- From:The Courier-Mail
- April 27, 2012
It's a win that comes with a $20,000 cheque.
Meanwhile, winners have also emerged from a number of the world's highest book honours, including the PEN/Faulkner Award this time last month and National Book Critics Award earlier this month, both in the US.
It follows a slough of shortlistings for other major book gongs including the handsomely paid IMPAC Dublin Literary Award, The Orange Prize for female fiction in the UK, the new manifestation of the now defunct Commonwealth Writers' Prize, as well as a longlisting for the National Biography award in Australia.
For its part, the Orange Prize for women's writing has winnowed potential winners down to a shortlist of six.
The shortlists for the 2012 Commonwealth Book Prize - a fresh category of what was formerly the Commonwealth Writers Prize - were revealed on Tuesday of this week, with the winner to come out on June 8.
On March 26, the American PEN/Faulkner prize went to "The Buddha in the Attic," a short novel about Japanese-American war brides by Julie Otsuka.

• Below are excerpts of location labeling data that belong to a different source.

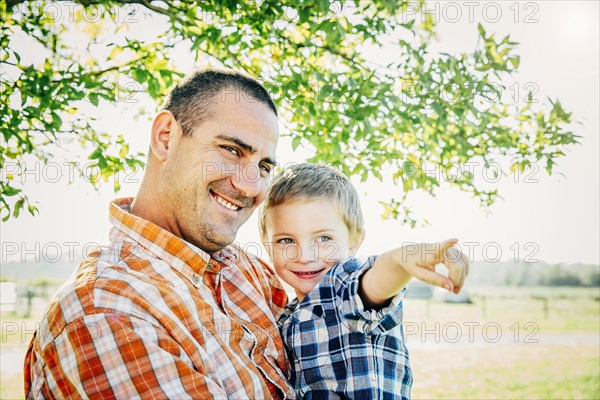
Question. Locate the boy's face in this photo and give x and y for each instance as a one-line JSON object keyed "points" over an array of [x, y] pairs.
{"points": [[305, 239]]}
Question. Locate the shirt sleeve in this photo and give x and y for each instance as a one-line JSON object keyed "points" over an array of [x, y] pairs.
{"points": [[351, 308], [117, 356]]}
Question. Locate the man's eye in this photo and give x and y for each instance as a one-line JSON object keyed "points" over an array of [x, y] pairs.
{"points": [[232, 150]]}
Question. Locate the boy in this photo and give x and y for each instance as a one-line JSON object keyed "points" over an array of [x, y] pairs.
{"points": [[344, 332]]}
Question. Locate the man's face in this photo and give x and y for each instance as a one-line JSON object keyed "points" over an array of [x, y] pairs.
{"points": [[213, 179]]}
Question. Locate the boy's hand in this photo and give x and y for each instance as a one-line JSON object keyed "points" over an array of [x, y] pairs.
{"points": [[420, 260]]}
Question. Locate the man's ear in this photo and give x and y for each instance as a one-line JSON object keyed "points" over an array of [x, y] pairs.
{"points": [[356, 245], [163, 129], [269, 247]]}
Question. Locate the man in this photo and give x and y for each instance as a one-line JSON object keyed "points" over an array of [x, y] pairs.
{"points": [[170, 309]]}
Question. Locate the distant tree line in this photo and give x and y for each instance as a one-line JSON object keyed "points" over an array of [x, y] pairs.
{"points": [[509, 273]]}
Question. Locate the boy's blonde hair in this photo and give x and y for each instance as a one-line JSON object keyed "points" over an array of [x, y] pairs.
{"points": [[307, 182]]}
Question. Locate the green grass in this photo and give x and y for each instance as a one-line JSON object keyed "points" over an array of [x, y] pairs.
{"points": [[508, 372]]}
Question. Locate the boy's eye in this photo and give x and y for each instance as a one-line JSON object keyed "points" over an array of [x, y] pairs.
{"points": [[285, 241], [265, 167]]}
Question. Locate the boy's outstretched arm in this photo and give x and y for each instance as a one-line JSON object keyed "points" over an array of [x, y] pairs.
{"points": [[392, 270]]}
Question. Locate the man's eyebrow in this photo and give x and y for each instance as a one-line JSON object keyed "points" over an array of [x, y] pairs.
{"points": [[244, 146]]}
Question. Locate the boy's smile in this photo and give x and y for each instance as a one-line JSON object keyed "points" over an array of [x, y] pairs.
{"points": [[305, 238]]}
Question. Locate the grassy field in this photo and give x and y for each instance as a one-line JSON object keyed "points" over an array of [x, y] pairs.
{"points": [[509, 343]]}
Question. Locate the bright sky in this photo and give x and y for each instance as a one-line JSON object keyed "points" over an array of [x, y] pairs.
{"points": [[555, 219]]}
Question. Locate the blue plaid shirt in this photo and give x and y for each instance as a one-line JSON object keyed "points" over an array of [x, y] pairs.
{"points": [[340, 350]]}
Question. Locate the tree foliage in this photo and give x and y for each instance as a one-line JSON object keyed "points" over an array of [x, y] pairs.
{"points": [[422, 111]]}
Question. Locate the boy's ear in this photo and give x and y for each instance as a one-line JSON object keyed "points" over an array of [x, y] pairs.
{"points": [[355, 246]]}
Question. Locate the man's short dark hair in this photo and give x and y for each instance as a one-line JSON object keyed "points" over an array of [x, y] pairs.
{"points": [[192, 99]]}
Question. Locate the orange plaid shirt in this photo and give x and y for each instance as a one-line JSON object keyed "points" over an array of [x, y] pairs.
{"points": [[153, 316]]}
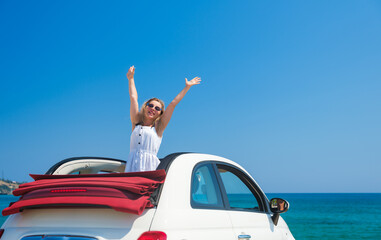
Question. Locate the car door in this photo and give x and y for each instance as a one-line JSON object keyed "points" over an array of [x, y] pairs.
{"points": [[247, 205], [209, 218]]}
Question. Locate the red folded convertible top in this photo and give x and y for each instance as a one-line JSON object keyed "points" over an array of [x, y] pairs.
{"points": [[125, 192]]}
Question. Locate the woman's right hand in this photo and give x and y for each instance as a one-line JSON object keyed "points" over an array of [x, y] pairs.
{"points": [[130, 73]]}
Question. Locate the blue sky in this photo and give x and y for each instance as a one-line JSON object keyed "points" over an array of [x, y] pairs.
{"points": [[290, 90]]}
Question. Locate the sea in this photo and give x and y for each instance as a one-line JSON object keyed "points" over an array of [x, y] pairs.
{"points": [[319, 215]]}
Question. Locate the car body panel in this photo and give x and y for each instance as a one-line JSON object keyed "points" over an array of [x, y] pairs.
{"points": [[174, 213]]}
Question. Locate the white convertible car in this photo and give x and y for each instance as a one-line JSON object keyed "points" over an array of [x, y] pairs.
{"points": [[202, 197]]}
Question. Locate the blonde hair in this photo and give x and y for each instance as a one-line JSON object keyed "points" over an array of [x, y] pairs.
{"points": [[141, 112]]}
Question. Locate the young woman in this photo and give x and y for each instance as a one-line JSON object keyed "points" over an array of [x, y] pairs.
{"points": [[148, 125]]}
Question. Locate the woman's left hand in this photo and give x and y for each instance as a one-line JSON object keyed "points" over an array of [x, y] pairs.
{"points": [[192, 82]]}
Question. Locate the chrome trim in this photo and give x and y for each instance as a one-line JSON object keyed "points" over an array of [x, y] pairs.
{"points": [[57, 237]]}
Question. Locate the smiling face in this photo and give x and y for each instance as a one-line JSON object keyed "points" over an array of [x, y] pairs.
{"points": [[153, 113]]}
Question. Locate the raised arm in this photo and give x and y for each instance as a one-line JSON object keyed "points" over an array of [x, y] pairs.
{"points": [[166, 117], [134, 106]]}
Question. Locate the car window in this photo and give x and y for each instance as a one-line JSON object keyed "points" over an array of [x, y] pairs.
{"points": [[205, 192], [238, 193]]}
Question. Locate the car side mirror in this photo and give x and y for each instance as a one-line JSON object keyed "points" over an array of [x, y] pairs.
{"points": [[278, 206]]}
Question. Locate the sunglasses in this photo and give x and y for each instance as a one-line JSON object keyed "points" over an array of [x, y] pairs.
{"points": [[150, 105]]}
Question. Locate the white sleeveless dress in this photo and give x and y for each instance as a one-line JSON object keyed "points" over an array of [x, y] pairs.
{"points": [[144, 145]]}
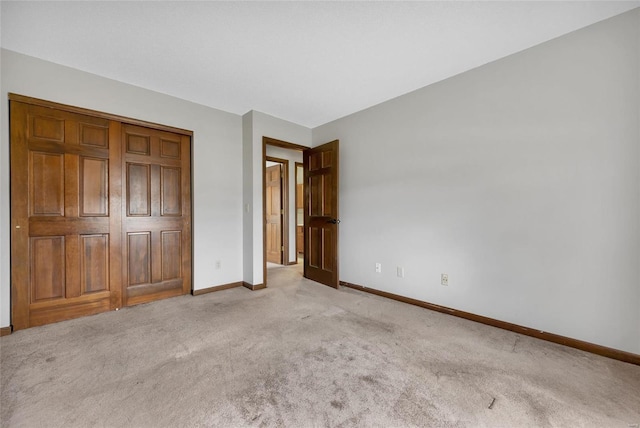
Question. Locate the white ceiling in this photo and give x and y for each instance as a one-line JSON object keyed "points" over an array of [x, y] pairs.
{"points": [[307, 62]]}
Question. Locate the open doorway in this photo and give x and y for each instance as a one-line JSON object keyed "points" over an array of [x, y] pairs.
{"points": [[276, 210], [299, 202], [282, 206], [320, 207]]}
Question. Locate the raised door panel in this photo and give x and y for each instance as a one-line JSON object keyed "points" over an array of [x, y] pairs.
{"points": [[171, 191], [46, 184], [138, 190], [94, 135], [139, 258], [46, 128], [171, 241], [94, 187], [47, 268], [94, 263]]}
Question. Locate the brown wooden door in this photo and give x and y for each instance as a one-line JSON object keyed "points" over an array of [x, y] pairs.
{"points": [[321, 214], [65, 192], [156, 214], [273, 181]]}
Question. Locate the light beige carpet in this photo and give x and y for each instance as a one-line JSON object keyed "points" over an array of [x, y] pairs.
{"points": [[299, 354]]}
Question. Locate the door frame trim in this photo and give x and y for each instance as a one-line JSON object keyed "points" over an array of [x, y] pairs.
{"points": [[267, 141]]}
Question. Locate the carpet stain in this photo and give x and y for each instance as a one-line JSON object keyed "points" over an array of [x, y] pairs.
{"points": [[337, 404], [369, 379]]}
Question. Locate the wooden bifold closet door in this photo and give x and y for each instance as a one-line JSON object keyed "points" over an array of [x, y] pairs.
{"points": [[100, 214]]}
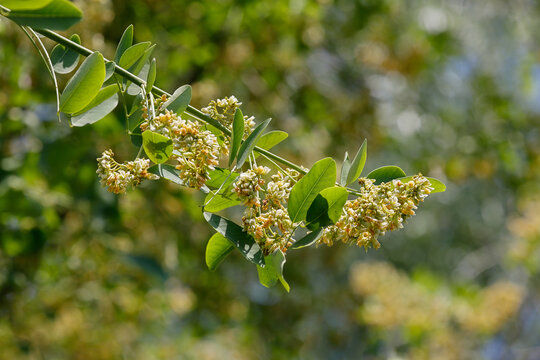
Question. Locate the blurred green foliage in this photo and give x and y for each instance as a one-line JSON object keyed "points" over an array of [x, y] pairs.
{"points": [[448, 89]]}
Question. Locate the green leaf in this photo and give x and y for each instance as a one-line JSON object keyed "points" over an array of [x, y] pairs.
{"points": [[357, 164], [239, 238], [217, 249], [327, 207], [220, 175], [24, 4], [438, 185], [237, 134], [151, 78], [55, 15], [65, 60], [250, 142], [217, 202], [135, 119], [125, 42], [345, 167], [179, 100], [308, 240], [270, 139], [385, 174], [102, 105], [166, 171], [109, 69], [273, 271], [84, 85], [132, 54], [141, 69], [158, 147], [321, 176], [136, 137]]}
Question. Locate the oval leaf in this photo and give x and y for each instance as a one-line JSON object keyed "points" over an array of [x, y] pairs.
{"points": [[217, 202], [55, 15], [166, 171], [270, 139], [239, 238], [109, 69], [217, 249], [250, 142], [65, 60], [357, 164], [273, 271], [158, 147], [179, 100], [321, 176], [24, 4], [436, 184], [385, 174], [125, 42], [327, 207], [102, 105], [132, 54], [237, 134], [84, 85], [308, 240]]}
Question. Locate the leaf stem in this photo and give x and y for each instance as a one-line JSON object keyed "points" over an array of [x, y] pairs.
{"points": [[196, 113]]}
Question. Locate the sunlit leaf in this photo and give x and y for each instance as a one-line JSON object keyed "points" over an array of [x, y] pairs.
{"points": [[55, 15], [385, 174], [220, 175], [217, 202], [237, 134], [132, 54], [159, 148], [240, 239], [217, 249], [327, 207], [109, 69], [250, 142], [84, 85], [321, 176], [125, 42], [102, 105], [65, 60], [24, 4], [273, 271], [270, 139], [179, 100]]}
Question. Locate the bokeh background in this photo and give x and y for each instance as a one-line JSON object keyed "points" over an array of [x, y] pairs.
{"points": [[450, 89]]}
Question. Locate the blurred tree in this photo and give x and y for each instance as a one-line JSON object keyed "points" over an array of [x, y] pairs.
{"points": [[447, 88]]}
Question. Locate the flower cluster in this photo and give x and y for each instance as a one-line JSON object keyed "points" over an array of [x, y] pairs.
{"points": [[223, 111], [117, 177], [195, 149], [266, 218], [378, 209]]}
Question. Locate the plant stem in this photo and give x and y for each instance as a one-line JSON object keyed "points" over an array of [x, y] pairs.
{"points": [[194, 112]]}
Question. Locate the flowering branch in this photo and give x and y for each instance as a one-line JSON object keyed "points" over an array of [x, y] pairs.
{"points": [[187, 145]]}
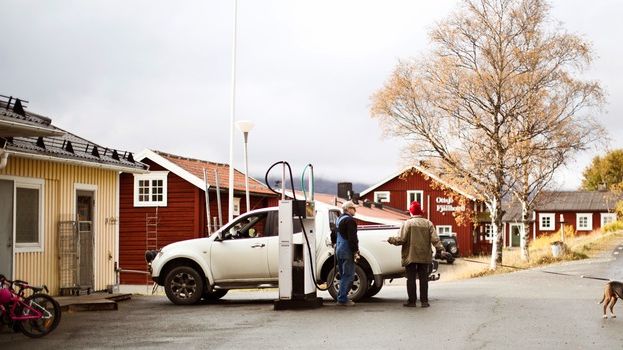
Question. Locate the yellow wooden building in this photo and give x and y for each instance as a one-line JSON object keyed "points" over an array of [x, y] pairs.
{"points": [[59, 204]]}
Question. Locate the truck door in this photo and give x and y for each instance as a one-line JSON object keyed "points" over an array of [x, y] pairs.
{"points": [[242, 254]]}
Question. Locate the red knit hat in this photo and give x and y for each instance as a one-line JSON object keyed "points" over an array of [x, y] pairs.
{"points": [[415, 208]]}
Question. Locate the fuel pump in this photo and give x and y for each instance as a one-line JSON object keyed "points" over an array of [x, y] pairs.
{"points": [[297, 253]]}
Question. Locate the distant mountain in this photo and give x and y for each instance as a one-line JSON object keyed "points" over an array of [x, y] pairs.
{"points": [[320, 185]]}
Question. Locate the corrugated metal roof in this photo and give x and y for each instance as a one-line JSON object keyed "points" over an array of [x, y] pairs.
{"points": [[64, 145], [557, 201]]}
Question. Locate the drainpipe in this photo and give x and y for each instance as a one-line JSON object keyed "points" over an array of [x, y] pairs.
{"points": [[4, 157]]}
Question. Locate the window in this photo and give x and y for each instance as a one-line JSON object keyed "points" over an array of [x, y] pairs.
{"points": [[489, 232], [546, 222], [150, 190], [415, 196], [381, 196], [607, 218], [29, 215], [584, 222], [444, 229], [236, 206]]}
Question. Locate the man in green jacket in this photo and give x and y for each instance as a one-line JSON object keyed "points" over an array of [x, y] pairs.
{"points": [[417, 235]]}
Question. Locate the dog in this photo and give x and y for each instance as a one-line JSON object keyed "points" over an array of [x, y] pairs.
{"points": [[612, 291]]}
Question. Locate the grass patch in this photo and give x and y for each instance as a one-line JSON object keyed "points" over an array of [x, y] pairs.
{"points": [[576, 247]]}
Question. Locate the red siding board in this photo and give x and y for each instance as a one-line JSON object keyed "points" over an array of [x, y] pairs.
{"points": [[184, 217], [415, 181]]}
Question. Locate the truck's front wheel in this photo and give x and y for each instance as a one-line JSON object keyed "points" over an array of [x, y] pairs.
{"points": [[358, 289], [183, 285]]}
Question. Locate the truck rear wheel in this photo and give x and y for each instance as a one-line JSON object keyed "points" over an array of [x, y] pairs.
{"points": [[215, 294], [183, 285], [357, 291], [373, 289]]}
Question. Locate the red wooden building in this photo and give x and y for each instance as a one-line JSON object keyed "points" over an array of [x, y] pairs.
{"points": [[581, 211], [440, 201], [169, 204]]}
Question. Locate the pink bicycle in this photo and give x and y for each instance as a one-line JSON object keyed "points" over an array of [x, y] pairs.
{"points": [[35, 315]]}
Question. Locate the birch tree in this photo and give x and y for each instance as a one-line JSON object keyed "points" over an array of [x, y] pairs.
{"points": [[471, 103]]}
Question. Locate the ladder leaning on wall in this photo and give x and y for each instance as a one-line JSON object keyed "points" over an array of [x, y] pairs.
{"points": [[151, 230], [151, 234]]}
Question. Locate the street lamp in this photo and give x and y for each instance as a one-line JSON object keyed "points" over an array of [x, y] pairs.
{"points": [[245, 126]]}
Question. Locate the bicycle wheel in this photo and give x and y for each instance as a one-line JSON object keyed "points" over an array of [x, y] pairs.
{"points": [[39, 327]]}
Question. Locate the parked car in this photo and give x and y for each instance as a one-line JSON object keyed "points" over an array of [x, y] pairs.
{"points": [[245, 254], [450, 245]]}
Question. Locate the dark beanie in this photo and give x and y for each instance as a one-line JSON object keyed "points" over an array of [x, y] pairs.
{"points": [[415, 208]]}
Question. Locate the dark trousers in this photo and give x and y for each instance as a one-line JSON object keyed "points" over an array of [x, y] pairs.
{"points": [[419, 271]]}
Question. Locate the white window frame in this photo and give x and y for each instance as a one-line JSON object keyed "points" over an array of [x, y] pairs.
{"points": [[153, 175], [31, 183], [416, 192], [444, 228], [386, 193], [552, 222], [489, 233], [589, 221], [236, 211], [612, 216]]}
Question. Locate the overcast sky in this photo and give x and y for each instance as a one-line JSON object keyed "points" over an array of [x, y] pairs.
{"points": [[157, 74]]}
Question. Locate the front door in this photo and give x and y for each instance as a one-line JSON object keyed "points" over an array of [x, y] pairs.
{"points": [[516, 234], [84, 213], [242, 253], [6, 228]]}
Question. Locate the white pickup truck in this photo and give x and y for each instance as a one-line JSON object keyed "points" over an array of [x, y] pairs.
{"points": [[245, 254]]}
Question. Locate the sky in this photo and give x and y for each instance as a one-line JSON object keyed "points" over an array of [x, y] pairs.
{"points": [[151, 74]]}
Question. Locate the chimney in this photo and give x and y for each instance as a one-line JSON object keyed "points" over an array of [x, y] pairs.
{"points": [[345, 190]]}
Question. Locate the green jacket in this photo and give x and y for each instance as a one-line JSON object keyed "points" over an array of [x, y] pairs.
{"points": [[417, 235]]}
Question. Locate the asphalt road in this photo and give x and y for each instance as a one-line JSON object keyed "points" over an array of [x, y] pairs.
{"points": [[524, 310]]}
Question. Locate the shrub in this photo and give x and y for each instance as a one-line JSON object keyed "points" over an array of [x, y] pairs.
{"points": [[619, 209]]}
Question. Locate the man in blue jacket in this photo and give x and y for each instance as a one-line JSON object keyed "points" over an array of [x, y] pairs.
{"points": [[346, 249]]}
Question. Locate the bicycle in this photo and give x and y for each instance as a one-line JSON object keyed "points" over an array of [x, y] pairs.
{"points": [[35, 315]]}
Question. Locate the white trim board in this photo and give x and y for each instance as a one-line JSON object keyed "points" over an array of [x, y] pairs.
{"points": [[422, 171]]}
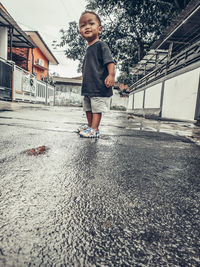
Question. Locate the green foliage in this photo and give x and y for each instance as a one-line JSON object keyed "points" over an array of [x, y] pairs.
{"points": [[129, 28]]}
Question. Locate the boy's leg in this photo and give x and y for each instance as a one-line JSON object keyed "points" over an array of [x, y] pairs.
{"points": [[96, 118], [89, 116]]}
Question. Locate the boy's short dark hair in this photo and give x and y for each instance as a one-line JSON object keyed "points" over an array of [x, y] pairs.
{"points": [[91, 12]]}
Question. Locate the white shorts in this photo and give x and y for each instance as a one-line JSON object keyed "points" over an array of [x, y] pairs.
{"points": [[96, 104]]}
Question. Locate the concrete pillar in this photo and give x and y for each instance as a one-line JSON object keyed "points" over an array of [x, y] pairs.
{"points": [[3, 42]]}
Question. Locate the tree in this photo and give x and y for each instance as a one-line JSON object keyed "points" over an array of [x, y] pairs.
{"points": [[130, 27]]}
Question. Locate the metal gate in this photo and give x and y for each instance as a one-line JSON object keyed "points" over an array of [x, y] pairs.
{"points": [[6, 74]]}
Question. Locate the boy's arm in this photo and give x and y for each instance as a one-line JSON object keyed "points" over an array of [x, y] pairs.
{"points": [[110, 79]]}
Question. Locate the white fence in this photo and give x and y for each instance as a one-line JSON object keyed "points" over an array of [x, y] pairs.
{"points": [[27, 88]]}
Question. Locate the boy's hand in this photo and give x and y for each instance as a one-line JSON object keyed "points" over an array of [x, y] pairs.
{"points": [[109, 81]]}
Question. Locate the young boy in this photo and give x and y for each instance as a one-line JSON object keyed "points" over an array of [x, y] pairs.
{"points": [[98, 74]]}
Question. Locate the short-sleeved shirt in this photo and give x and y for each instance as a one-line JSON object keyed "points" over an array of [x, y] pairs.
{"points": [[95, 71]]}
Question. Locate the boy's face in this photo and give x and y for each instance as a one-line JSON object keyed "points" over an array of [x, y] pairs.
{"points": [[90, 28]]}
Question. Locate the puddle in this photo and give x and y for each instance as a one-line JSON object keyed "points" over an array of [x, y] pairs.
{"points": [[36, 151]]}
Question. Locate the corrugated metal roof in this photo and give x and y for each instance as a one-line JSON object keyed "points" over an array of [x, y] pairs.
{"points": [[184, 30], [19, 37]]}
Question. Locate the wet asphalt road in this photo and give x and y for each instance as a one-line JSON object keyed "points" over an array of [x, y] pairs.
{"points": [[130, 198]]}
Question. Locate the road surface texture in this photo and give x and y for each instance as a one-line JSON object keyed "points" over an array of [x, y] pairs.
{"points": [[130, 198]]}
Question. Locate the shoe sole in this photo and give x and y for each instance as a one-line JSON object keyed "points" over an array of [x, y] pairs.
{"points": [[89, 136]]}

It was followed by the American National Book Critics Award on March 8, which went to a collection of works by short-story veteran Edith Pearlman.
Closer to home, the National Biography Award 2012 longlist will see 12 titles compete for the prestige as well as a $25,000 prize to be handed down on May 14 at the State Library of New South Wales as part of the Sydney Writers Festival.